Though the rich man in our text was young, he was not flittering away his life on youthful frivolities. He is to be congratulated for keeping his focus on higher things. His is a good model for the young. Ponder spiritual realities.
But still, even if this admonition is heeded, how good is good enough? Would it be enough if we showed deep heartfelt spiritual sincerity? Do any of us doubt the sincerity of the mass murderer in Norway? No. Would any of us say his sincerity would be enough to merit God’s favor? No. Millions are earnest in spiritual matters, but their efforts are pointed in the wrong direction.
You might say, “Many are obviously wrong in what they are sincere about; what matters is being sincere about a cause that’s right.” How do you 100% for sure know what’s right? Would we presume to dictate to God what He should decide is good, adequate to earn merit? How good is good enough?
Hear Andy Stanley. “If there is a level of performance that gets us into Heaven and God neglects to tell us exactly what it is, then you are not only good, you are better than God! That’s right. Think about it. You would never hold people you cared about to a standard you refused to reveal” (page 27).
The rich young man in our text was also a ruler (Luke 18:18), a man of high station. No lack of popularity or public esteem here. He was a leader in a local synagogue. This was no small accomplishment, especially impressive due to his youth. The Jews honored age. The fact this man had become a leader in his younger years proved he was well-bred, top class, a true blueblood.
This was a public official of good character. He had lived an upright life, was not straddled with a burden of guilt, but something vital was missing. He wanted assurance. A nagging question haunted him, how good is good enough?
One of life’s hardest lessons to learn is, moral integrity can never earn us Heaven. If good deeds were enough, the sacrifice of Jesus would have been unnecessary. If we can make it on our own, there’s no need for Calvary. Dare we stand at the foot of the cross and say, “We don’t need this; it’s superfluous”?
Don’t let your good morals be your downfall. It’s sad how far some can progress in upstanding behavior without being saved. It is possible for people to have their hands on the doorknob of Heaven, and yet go to Hell.
Our goodness or badness will not determine our everlasting destiny. Eternity hinges on what we do with Jesus. He has died to take away the sins of the world. He offers redemption freely to all based on their repentance.
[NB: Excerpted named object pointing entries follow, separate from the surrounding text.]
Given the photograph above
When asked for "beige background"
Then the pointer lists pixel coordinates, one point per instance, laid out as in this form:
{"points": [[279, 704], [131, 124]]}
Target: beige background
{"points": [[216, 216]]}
Andy Stanley helps us again here. “Is Christianity fair? You’ll have to decide that for yourself. I’ve come to the conclusion that it is beyond fair. What could be fairer than this? Everybody is welcome. Everybody gets in the same way. Everybody can meet the requirement” (page 90).
How good is good enough? Only Jesus was intrinsically good enough. He alone has extra merit to share with sinners. God, in His grace, lets us make the great exchange. He is willing to account Jesus’ goodness as ours if we will receive Him. The Father “made the One who did not know sin (Jesus) to be sin for us, so that we might become the righteousness of God in Him” (2 C 5:21). When the good we do is to yield to Jesus as Lord, then the good is good enough.